Saving for retirement

Putting money away toward your golden years is one of the most important things you can do for yourself because it could mean the difference between retiring at 65 or 80. Based on your employment situation and how much money you’re making, you’ll save different amounts over different periods of your life.

However, retirement planning should always be on your mind. Aim to save around 10 to 15 percent of your salary. Also, make sure you’re taking advantage of whatever retirement savings plan (e.g., 401k) your employer offers. Many times, your employer will match a percentage of your contribution, which is free money.

Monitoring credit

Even if you have a perfect score, failing to monitor your credit report could result in the demise of your financial standing. Surprisingly, when the Federal Trade Commission reviewed 1,000 consumers’ credit reports, it found that 25 percent of people had at least one error that could negatively impact their credit score, according to a FTC report. Check your report at least once a year to ensure this isn’t happening to you.

Getting out of debt

If you’ve racked up massive amounts of credit card debt, stop using credit cards now. Put as much as money as possible toward your monthly balance so that you’re paying more than the minimum amount due and, therefore, less in interest over time.

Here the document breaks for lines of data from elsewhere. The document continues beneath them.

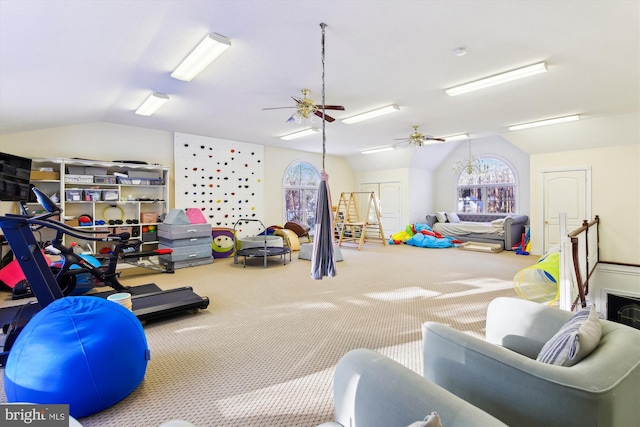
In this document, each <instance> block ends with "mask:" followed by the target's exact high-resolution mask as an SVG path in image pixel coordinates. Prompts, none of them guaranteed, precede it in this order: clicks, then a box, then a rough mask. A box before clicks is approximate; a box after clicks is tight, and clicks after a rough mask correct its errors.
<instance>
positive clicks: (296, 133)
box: [280, 128, 320, 141]
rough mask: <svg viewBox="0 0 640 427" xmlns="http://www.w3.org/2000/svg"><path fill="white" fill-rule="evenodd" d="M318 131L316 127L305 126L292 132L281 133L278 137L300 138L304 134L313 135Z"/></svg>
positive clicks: (289, 139)
mask: <svg viewBox="0 0 640 427" xmlns="http://www.w3.org/2000/svg"><path fill="white" fill-rule="evenodd" d="M318 132H320V130H319V129H317V128H307V129H303V130H300V131H297V132H293V133H290V134H287V135H283V136H281V137H280V139H282V140H284V141H290V140H292V139H298V138H302V137H305V136H309V135H313V134H316V133H318Z"/></svg>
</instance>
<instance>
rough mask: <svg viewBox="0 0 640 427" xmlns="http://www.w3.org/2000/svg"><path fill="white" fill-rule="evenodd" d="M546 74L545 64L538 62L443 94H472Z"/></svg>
mask: <svg viewBox="0 0 640 427" xmlns="http://www.w3.org/2000/svg"><path fill="white" fill-rule="evenodd" d="M546 72H547V63H546V62H539V63H537V64H533V65H528V66H526V67H522V68H517V69H515V70H511V71H507V72H505V73H500V74H496V75H495V76H490V77H487V78H484V79H480V80H475V81H473V82H469V83H465V84H461V85H458V86H454V87H452V88H449V89H445V93H446V94H447V95H449V96H456V95H461V94H463V93H467V92H472V91H474V90H478V89H484V88H487V87H490V86H495V85H499V84H502V83H506V82H510V81H512V80H518V79H522V78H525V77H529V76H534V75H536V74H540V73H546Z"/></svg>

If you’re paying lots in interest, consider opening a 0 percent introductory period APR balance transfer credit card. This will allow you to continue paying off your debt without the interest that usually comes with it.

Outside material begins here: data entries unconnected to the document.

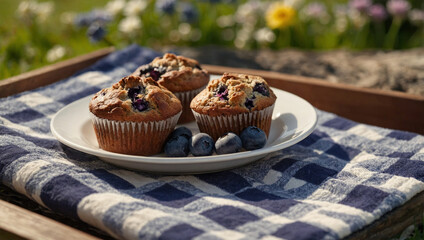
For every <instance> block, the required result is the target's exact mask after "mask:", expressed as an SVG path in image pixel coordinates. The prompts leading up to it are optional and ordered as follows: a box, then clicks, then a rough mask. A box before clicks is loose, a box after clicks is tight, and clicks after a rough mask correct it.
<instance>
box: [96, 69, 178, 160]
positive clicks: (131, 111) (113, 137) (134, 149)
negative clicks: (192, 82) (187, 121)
mask: <svg viewBox="0 0 424 240" xmlns="http://www.w3.org/2000/svg"><path fill="white" fill-rule="evenodd" d="M89 110H90V112H91V113H92V114H91V116H92V123H93V126H94V130H95V133H96V137H97V141H98V143H99V146H100V148H102V149H104V150H107V151H111V152H117V153H124V154H133V155H144V156H147V155H153V154H157V153H159V152H161V151H162V148H163V145H164V143H165V141H166V138H167V137H168V135H169V134H170V133H171V132H172V130H173V129H174V128H175V126H176V124H177V122H178V119H179V117H180V114H181V111H182V106H181V102H180V101H179V100H178V98H177V97H176V96H175V95H174V94H173V93H171V92H170V91H169V90H167V89H166V88H164V87H162V86H160V85H159V84H158V83H157V82H156V81H155V80H153V78H151V77H147V78H141V77H136V76H128V77H124V78H122V79H121V80H120V81H119V82H117V83H115V84H114V85H113V86H111V87H109V88H105V89H102V90H101V91H99V92H98V93H96V94H95V95H94V97H93V98H92V99H91V101H90V104H89Z"/></svg>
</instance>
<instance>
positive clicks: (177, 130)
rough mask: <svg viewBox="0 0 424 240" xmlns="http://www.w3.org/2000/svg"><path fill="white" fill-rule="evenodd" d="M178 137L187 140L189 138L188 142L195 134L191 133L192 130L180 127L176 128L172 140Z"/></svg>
mask: <svg viewBox="0 0 424 240" xmlns="http://www.w3.org/2000/svg"><path fill="white" fill-rule="evenodd" d="M176 136H183V137H185V138H187V140H189V139H190V138H191V137H192V136H193V134H192V133H191V131H190V129H188V128H186V127H179V128H176V129H175V130H174V131H173V132H172V133H171V136H170V138H173V137H176Z"/></svg>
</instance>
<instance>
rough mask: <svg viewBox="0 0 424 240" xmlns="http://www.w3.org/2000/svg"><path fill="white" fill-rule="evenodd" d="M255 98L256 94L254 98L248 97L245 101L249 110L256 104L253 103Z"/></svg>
mask: <svg viewBox="0 0 424 240" xmlns="http://www.w3.org/2000/svg"><path fill="white" fill-rule="evenodd" d="M253 99H255V96H253V97H252V98H246V102H244V106H246V107H247V108H248V109H249V110H250V109H252V108H253V107H254V106H255V105H254V104H253Z"/></svg>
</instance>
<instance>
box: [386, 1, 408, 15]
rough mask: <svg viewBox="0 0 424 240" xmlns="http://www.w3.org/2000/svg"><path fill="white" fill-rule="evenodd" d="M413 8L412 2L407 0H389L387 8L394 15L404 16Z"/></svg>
mask: <svg viewBox="0 0 424 240" xmlns="http://www.w3.org/2000/svg"><path fill="white" fill-rule="evenodd" d="M409 9H411V4H409V2H407V1H405V0H390V1H388V2H387V10H388V11H389V13H390V14H392V15H393V16H394V17H399V18H404V17H405V16H406V14H407V13H408V11H409Z"/></svg>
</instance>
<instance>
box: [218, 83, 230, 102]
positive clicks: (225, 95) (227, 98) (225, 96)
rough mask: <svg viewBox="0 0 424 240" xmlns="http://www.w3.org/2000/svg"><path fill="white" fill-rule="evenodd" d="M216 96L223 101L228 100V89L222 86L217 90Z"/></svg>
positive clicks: (220, 86)
mask: <svg viewBox="0 0 424 240" xmlns="http://www.w3.org/2000/svg"><path fill="white" fill-rule="evenodd" d="M216 96H218V97H219V98H220V99H221V100H228V88H227V86H225V85H221V86H219V87H218V89H217V90H216Z"/></svg>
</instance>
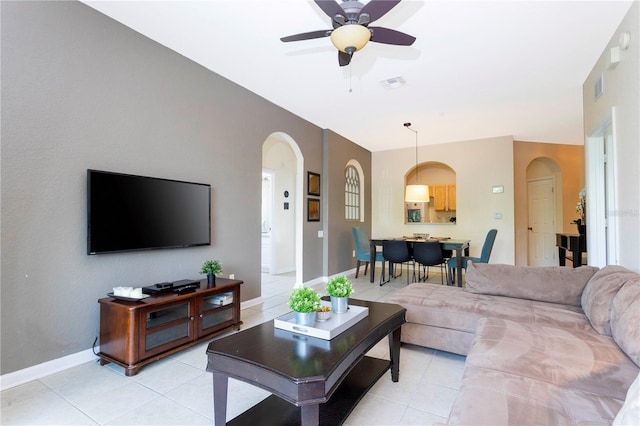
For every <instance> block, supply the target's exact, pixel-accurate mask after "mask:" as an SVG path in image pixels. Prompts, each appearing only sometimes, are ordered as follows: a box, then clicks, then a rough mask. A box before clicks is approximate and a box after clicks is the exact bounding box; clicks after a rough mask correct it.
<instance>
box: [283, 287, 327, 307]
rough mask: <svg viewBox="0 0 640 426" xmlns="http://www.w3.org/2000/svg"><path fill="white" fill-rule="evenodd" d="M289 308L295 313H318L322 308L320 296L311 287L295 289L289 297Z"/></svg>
mask: <svg viewBox="0 0 640 426" xmlns="http://www.w3.org/2000/svg"><path fill="white" fill-rule="evenodd" d="M289 307H290V308H291V310H292V311H294V312H316V311H317V310H318V308H319V307H320V295H319V294H318V292H316V291H315V290H314V289H312V288H310V287H298V288H294V289H293V291H292V292H291V295H290V296H289Z"/></svg>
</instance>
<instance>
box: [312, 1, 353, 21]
mask: <svg viewBox="0 0 640 426" xmlns="http://www.w3.org/2000/svg"><path fill="white" fill-rule="evenodd" d="M314 1H315V2H316V4H317V5H318V6H319V7H320V9H322V11H323V12H324V13H326V14H327V16H328V17H329V18H331V19H333V17H334V16H336V15H342V16H346V14H345V13H344V10H343V9H342V6H340V5H339V4H338V3H336V1H335V0H314Z"/></svg>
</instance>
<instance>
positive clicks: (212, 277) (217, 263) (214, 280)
mask: <svg viewBox="0 0 640 426" xmlns="http://www.w3.org/2000/svg"><path fill="white" fill-rule="evenodd" d="M221 272H222V263H220V261H218V260H214V259H211V260H205V261H204V263H203V264H202V268H200V273H201V274H205V275H206V276H207V282H208V283H209V284H215V283H216V275H218V274H219V273H221Z"/></svg>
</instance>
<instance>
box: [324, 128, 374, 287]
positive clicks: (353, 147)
mask: <svg viewBox="0 0 640 426" xmlns="http://www.w3.org/2000/svg"><path fill="white" fill-rule="evenodd" d="M324 155H325V157H326V158H329V159H330V161H326V162H325V164H324V176H326V177H327V178H326V179H325V188H326V190H325V201H324V204H323V207H324V210H325V216H326V217H327V218H329V219H328V220H327V221H326V222H325V223H324V226H325V228H324V233H325V235H327V237H326V238H325V242H324V259H325V260H326V265H325V267H326V269H325V275H326V276H331V275H335V274H338V273H340V272H344V271H347V270H350V269H352V268H354V267H355V265H356V258H355V257H353V250H355V244H354V241H353V234H352V231H351V229H352V228H353V227H354V226H361V227H363V228H364V229H366V230H367V233H368V235H371V213H370V212H371V173H373V171H372V169H371V160H370V159H371V153H370V152H369V151H367V150H366V149H364V148H362V147H361V146H358V145H354V144H352V143H349V141H348V140H347V139H345V138H344V137H342V136H340V135H339V134H337V133H335V132H333V131H331V130H325V133H324ZM350 160H355V161H357V162H358V163H359V164H360V166H361V167H362V173H363V175H364V176H363V179H364V182H361V183H362V184H363V185H362V186H363V187H364V203H365V206H364V211H365V215H364V218H362V220H361V221H352V220H346V219H345V213H344V206H345V200H344V191H345V169H346V167H347V164H348V163H349V161H350ZM362 273H364V267H363V268H362Z"/></svg>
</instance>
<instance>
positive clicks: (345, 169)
mask: <svg viewBox="0 0 640 426" xmlns="http://www.w3.org/2000/svg"><path fill="white" fill-rule="evenodd" d="M360 195H361V187H360V174H359V173H358V170H356V168H355V167H354V166H352V165H348V166H347V167H346V169H345V183H344V218H345V219H346V220H358V221H359V220H360V207H361V206H360Z"/></svg>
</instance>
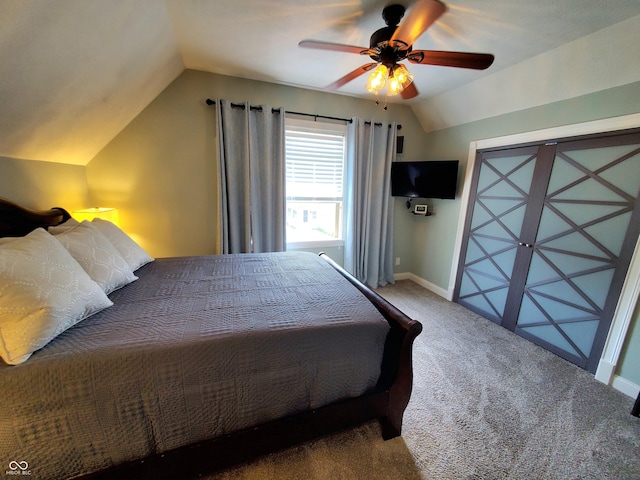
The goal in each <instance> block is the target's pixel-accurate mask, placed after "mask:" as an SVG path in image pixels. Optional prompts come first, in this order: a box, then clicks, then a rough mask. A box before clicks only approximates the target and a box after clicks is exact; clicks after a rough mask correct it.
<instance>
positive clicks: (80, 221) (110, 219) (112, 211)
mask: <svg viewBox="0 0 640 480" xmlns="http://www.w3.org/2000/svg"><path fill="white" fill-rule="evenodd" d="M71 216H72V217H73V218H75V219H76V220H77V221H79V222H82V221H83V220H89V221H91V220H93V219H94V218H100V219H102V220H108V221H109V222H111V223H114V224H115V225H117V226H118V227H119V226H120V214H119V213H118V209H117V208H105V207H95V208H86V209H84V210H74V211H73V212H71Z"/></svg>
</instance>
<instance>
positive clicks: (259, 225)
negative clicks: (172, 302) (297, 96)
mask: <svg viewBox="0 0 640 480" xmlns="http://www.w3.org/2000/svg"><path fill="white" fill-rule="evenodd" d="M284 115H285V112H284V109H282V108H280V109H272V108H271V107H270V106H266V105H264V106H259V107H257V106H251V105H249V104H248V103H244V104H237V103H233V104H232V103H231V102H229V101H227V100H218V101H216V118H217V124H218V190H219V195H220V198H219V203H220V217H221V228H220V234H221V239H220V240H221V241H220V244H221V248H222V253H249V252H256V253H259V252H282V251H284V250H285V246H286V242H285V221H286V220H285V214H286V211H285V160H284V132H285V129H284Z"/></svg>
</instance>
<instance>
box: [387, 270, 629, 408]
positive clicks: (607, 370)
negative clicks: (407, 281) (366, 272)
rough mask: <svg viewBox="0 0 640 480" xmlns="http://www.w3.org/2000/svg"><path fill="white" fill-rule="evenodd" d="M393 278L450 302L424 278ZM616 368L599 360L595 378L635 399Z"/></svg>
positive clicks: (403, 276)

Make sure that your credit card and loan payments are adequately accounted for within your budget. It’s vital that you take care of these expenses before other, less necessary ones, such as paying for a gym membership or buying clothing you may not need.

[More from Manilla.com: 5 Basic Tips to Maintain Excellent Credit]

Planning short- and long-term savings goals

Creating short- and long-term savings goals will keep your finances in check and keep you from being tempted to use credit cards for various purchases.

For example, a short-term goal might be a vacation next year or a new or used car. Determine the amount you need to save and the date when you need the money. Then, configure how much you’ll need to put away each month to hit that goal.

Factor that amount into your monthly budget so you are more likely to reach it. The same goes for longer-term savings goals, such as retirement, a child’s college fund or a new house — think about how much you need to save and put away that money over time.